The constructs of usability and playability have been explored with respect to games, but primarily on a theoretical basis. The only known published application of formative empirical evaluation of a computer game evaluated the usability and playability of an ECA-based adventure game [4]. In that study, however, users navigated the application only through relatively simple speech commands. The application’s user interface did not enable users to use natural speech or physical gestures as modalities of interaction. In the present study, we address this limitation by reporting on the formative user-experience evaluation of a multimodal ECA-based adventure game in which the player could communicate with the on-screen agent through more natural, unstructured utterances and through upper-body gestures.

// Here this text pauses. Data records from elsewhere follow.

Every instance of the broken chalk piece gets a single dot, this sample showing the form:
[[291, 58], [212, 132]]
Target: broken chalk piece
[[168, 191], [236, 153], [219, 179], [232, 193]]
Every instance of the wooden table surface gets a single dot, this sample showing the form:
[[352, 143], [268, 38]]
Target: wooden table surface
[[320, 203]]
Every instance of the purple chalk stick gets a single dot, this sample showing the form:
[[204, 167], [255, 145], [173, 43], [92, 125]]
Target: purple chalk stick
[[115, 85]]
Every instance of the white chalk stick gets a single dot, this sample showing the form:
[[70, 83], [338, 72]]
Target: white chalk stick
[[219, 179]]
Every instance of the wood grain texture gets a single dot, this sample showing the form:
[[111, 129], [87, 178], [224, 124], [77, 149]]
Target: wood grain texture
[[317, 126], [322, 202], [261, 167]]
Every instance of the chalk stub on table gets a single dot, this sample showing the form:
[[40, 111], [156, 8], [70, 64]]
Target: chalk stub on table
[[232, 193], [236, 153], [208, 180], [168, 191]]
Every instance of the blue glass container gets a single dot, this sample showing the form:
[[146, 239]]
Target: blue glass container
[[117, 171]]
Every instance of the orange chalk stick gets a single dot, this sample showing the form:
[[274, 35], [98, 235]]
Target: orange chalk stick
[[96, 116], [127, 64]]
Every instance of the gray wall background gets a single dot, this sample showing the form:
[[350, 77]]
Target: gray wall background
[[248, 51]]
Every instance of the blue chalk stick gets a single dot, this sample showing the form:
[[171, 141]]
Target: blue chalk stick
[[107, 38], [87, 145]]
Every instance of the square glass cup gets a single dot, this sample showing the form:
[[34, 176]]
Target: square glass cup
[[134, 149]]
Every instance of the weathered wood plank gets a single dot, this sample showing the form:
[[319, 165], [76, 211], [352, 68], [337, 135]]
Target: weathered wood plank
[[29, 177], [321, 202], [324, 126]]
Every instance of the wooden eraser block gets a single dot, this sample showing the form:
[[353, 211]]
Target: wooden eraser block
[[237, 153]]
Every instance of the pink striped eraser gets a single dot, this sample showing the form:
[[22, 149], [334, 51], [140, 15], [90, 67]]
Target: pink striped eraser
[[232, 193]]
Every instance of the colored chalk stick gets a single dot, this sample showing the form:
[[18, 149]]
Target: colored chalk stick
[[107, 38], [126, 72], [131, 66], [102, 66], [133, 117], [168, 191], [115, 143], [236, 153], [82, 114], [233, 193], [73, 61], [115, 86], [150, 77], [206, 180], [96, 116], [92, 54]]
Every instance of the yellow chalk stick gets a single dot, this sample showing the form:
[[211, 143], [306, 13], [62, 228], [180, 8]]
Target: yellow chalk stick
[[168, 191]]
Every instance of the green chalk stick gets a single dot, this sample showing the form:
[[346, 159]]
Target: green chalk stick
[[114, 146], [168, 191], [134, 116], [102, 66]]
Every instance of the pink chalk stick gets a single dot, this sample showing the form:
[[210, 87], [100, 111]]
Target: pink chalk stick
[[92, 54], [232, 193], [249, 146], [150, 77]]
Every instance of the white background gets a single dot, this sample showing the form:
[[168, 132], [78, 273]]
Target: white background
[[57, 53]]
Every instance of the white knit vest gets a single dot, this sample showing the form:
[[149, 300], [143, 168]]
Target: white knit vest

In this paper, then, we briefly review the state of the art of user-experience evaluation of video game, explain the challenge for analysis of the relationship between usability and playability, describe the study’s methodology, report the results of the formative evaluation, and discuss the implications of these results. We conclude with a contrast of these results with those in [4] and discuss the limitations of our study.

2 Background

Studies of evaluation of the playability and usability video games have, with very limited exceptions, not extended to empirical evaluation of games through user studies. Rather, the research literature of playability and usability has tended to focus on heuristic evaluation of games (e.g., [57]), and the research literature on user-centered evaluation of games has tended to remain at the theoretical level (e.g., [1, 8, 9]). In contrast, commercial practice appears to rely largely on empirical usability tests, with little use of heuristic evaluation [10]; unfortunately, the results of the commercial studies tend not to be published. At the same time, the relationship between playability and usability remains unclear. There are evident differences between playability and usability [1, 2]. For example, an office application seeks to make the user’s task as easy as possible, while a game seeks to make the user’s task interestingly difficult. But from the standpoint of empirical testing of games, the theoretical divisions between playability and usability appear to diminish in practice.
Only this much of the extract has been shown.